Chapter 46: The MIXED Procedure | SAS.STAT 9.1 Users Guide (Vol. 4)

Overview

The MIXED procedure fits a variety of mixed linear models to data and enables you to use these fitted models to make statistical inferences about the data. A mixed linear model is a generalization of the standard linear model used in the GLM procedure, the generalization being that the data are permitted to exhibit correlation and nonconstant variability. The mixed linear model, therefore, provides you with the flexibility of modeling not only the means of your data (as in the standard linear model) but their variances and covariances as well.

The primary assumptions underlying the analyses performed by PROC MIXED are as follows :

The data are normally distributed (Gaussian).
The means (expected values) of the data are linear in terms of a certain set of parameters.
The variances and covariances of the data are in terms of a different set of parameters, and they exhibit a structure matching one of those available in PROC MIXED.

Since Gaussian data can be modeled entirely in terms of their means and variances/covariances, the two sets of parameters in a mixed linear model actually specify the complete probability distribution of the data. The parameters of the mean model are referred to as fixed-effects parameters , and the parameters of the variance-covariance model are referred to as covariance parameters .

The fixed-effects parameters are associated with known explanatory variables, as in the standard linear model. These variables can be either qualitative (as in the traditional analysis of variance) or quantitative (as in standard linear regression).

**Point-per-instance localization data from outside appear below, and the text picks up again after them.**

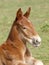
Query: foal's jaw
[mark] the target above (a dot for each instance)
(35, 41)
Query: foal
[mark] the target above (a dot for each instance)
(14, 51)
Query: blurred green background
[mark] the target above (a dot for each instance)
(39, 16)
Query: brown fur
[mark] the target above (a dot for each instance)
(14, 51)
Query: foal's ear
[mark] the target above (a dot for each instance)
(19, 13)
(28, 12)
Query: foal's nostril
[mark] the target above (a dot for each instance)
(37, 41)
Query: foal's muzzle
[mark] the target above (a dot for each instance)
(36, 41)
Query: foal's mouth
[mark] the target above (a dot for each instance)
(36, 44)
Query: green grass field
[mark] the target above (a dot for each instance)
(39, 17)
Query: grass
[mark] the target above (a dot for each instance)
(39, 17)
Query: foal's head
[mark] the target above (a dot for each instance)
(26, 29)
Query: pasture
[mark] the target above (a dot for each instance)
(39, 16)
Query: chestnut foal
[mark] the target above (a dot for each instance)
(14, 51)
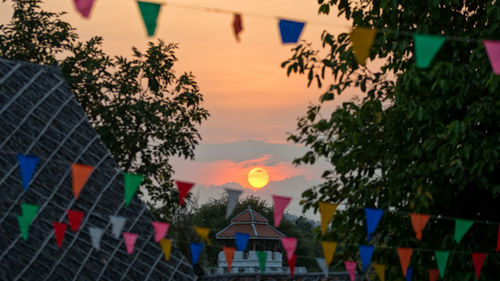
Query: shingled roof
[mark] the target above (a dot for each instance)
(39, 116)
(251, 222)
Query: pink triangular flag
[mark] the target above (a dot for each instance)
(280, 203)
(161, 229)
(493, 51)
(84, 7)
(351, 269)
(477, 260)
(289, 244)
(130, 239)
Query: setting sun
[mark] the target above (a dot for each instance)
(258, 177)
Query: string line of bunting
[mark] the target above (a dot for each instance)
(82, 172)
(426, 45)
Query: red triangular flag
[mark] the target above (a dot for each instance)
(75, 219)
(229, 253)
(183, 188)
(404, 257)
(433, 274)
(81, 174)
(477, 260)
(59, 231)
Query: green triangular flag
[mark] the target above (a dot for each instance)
(426, 47)
(23, 226)
(262, 260)
(149, 12)
(442, 260)
(29, 212)
(132, 182)
(461, 227)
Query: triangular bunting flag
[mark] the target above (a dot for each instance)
(418, 221)
(84, 7)
(27, 166)
(117, 224)
(404, 258)
(426, 47)
(195, 251)
(262, 256)
(95, 236)
(362, 40)
(75, 219)
(461, 227)
(232, 200)
(290, 30)
(80, 174)
(291, 264)
(328, 251)
(237, 26)
(229, 254)
(433, 274)
(161, 230)
(366, 253)
(477, 260)
(322, 264)
(351, 269)
(130, 239)
(131, 182)
(241, 240)
(59, 232)
(149, 12)
(280, 203)
(203, 233)
(442, 260)
(327, 210)
(184, 188)
(373, 217)
(380, 270)
(166, 246)
(493, 51)
(289, 244)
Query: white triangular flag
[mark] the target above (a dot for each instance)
(322, 264)
(118, 223)
(95, 236)
(232, 200)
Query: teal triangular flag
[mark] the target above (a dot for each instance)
(426, 47)
(461, 227)
(442, 260)
(149, 12)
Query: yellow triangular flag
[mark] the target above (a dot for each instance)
(380, 270)
(203, 232)
(362, 40)
(166, 245)
(328, 251)
(326, 210)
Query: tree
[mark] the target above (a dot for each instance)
(417, 141)
(143, 111)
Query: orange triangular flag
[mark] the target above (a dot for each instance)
(404, 257)
(229, 253)
(419, 221)
(81, 174)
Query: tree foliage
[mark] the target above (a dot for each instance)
(418, 140)
(143, 111)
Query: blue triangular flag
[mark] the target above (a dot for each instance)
(373, 217)
(27, 165)
(290, 30)
(195, 251)
(409, 273)
(241, 240)
(366, 253)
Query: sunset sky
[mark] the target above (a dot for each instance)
(253, 104)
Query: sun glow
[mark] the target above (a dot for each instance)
(258, 177)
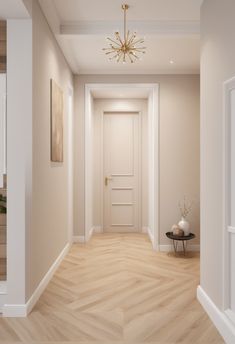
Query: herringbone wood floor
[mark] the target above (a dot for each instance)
(116, 289)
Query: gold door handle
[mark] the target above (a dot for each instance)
(106, 180)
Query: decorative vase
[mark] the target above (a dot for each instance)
(183, 224)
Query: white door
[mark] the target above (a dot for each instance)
(121, 172)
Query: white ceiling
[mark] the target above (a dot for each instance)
(170, 27)
(117, 92)
(13, 9)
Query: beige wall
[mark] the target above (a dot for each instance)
(49, 230)
(179, 145)
(217, 65)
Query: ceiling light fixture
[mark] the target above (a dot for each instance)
(127, 49)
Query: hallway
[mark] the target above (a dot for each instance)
(116, 289)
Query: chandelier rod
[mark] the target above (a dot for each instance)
(125, 8)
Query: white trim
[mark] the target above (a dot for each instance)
(79, 238)
(153, 27)
(170, 248)
(228, 86)
(97, 229)
(220, 320)
(231, 230)
(139, 182)
(133, 71)
(150, 234)
(144, 229)
(90, 233)
(22, 310)
(154, 157)
(231, 315)
(70, 153)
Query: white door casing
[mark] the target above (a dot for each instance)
(229, 199)
(2, 127)
(121, 154)
(153, 153)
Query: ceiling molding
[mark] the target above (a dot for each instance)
(192, 71)
(142, 27)
(51, 15)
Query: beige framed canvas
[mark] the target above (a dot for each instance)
(56, 123)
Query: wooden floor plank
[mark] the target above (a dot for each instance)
(116, 289)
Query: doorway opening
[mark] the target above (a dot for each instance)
(121, 159)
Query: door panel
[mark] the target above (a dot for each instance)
(121, 172)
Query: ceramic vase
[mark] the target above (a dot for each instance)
(183, 224)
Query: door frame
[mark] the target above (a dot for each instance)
(153, 147)
(139, 113)
(228, 231)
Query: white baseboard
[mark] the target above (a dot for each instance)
(219, 318)
(144, 229)
(79, 238)
(97, 229)
(170, 248)
(22, 310)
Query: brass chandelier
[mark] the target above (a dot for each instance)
(128, 49)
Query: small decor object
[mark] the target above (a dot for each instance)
(176, 230)
(185, 208)
(56, 123)
(175, 239)
(124, 49)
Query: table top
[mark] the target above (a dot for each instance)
(170, 235)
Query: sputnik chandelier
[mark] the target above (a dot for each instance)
(128, 49)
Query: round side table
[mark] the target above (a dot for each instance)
(183, 239)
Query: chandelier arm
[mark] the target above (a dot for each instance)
(130, 58)
(139, 40)
(119, 39)
(115, 42)
(132, 38)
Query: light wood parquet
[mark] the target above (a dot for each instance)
(116, 289)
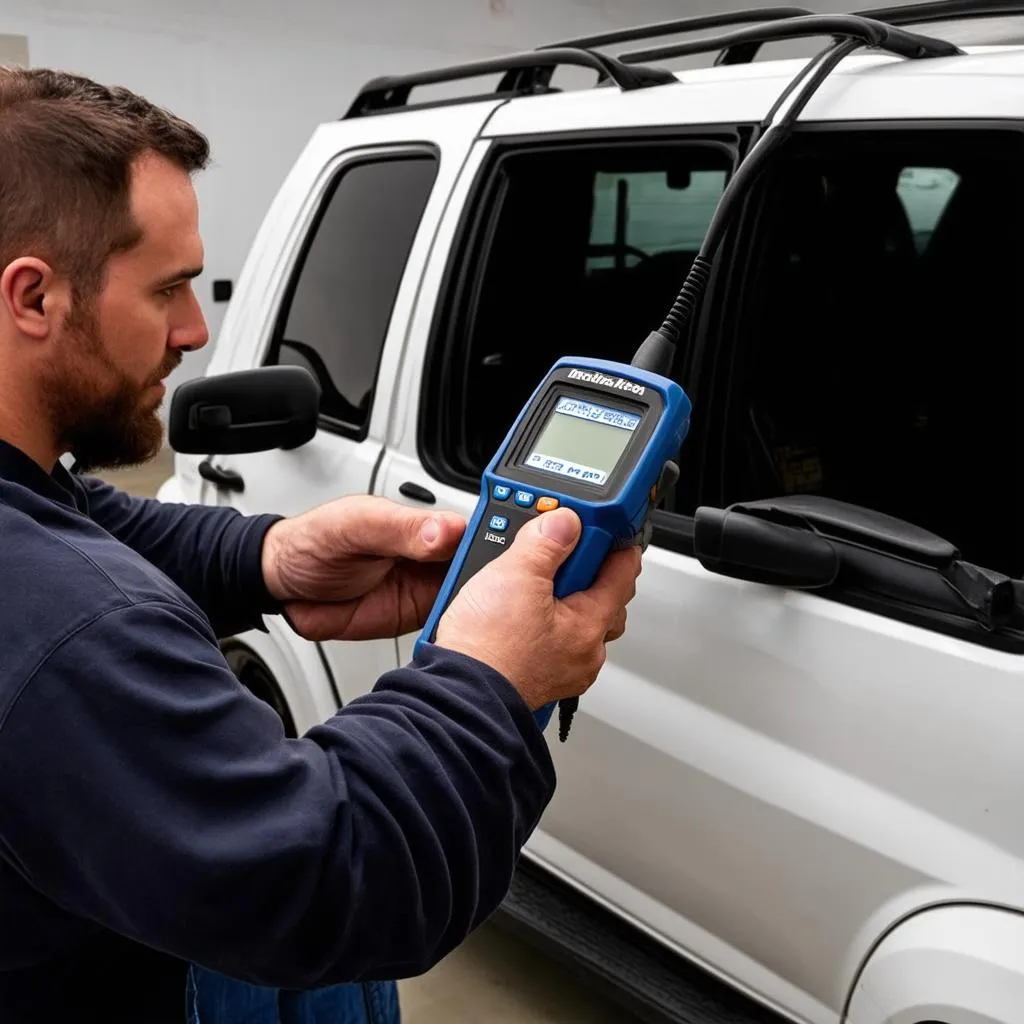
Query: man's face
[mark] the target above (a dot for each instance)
(103, 385)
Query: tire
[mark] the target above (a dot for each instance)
(252, 672)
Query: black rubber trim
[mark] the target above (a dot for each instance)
(614, 958)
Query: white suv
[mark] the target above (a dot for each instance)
(797, 788)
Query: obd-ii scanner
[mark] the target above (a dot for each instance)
(599, 436)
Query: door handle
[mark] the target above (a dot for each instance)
(225, 479)
(417, 493)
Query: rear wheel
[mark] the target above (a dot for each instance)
(253, 673)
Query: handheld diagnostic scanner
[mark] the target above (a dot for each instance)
(599, 436)
(596, 437)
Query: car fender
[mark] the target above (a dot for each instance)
(298, 670)
(954, 965)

However, the covariance parameters are what distinguishes the mixed linear model from the standard linear model.

The need for covariance parameters arises quite frequently in applications, the following being the two most typical scenarios:

The experimental units on which the data are measured can be grouped into clusters, and the data from a common cluster are correlated.
Repeated measurements are taken on the same experimental unit, and these repeated measurements are correlated or exhibit variability that changes.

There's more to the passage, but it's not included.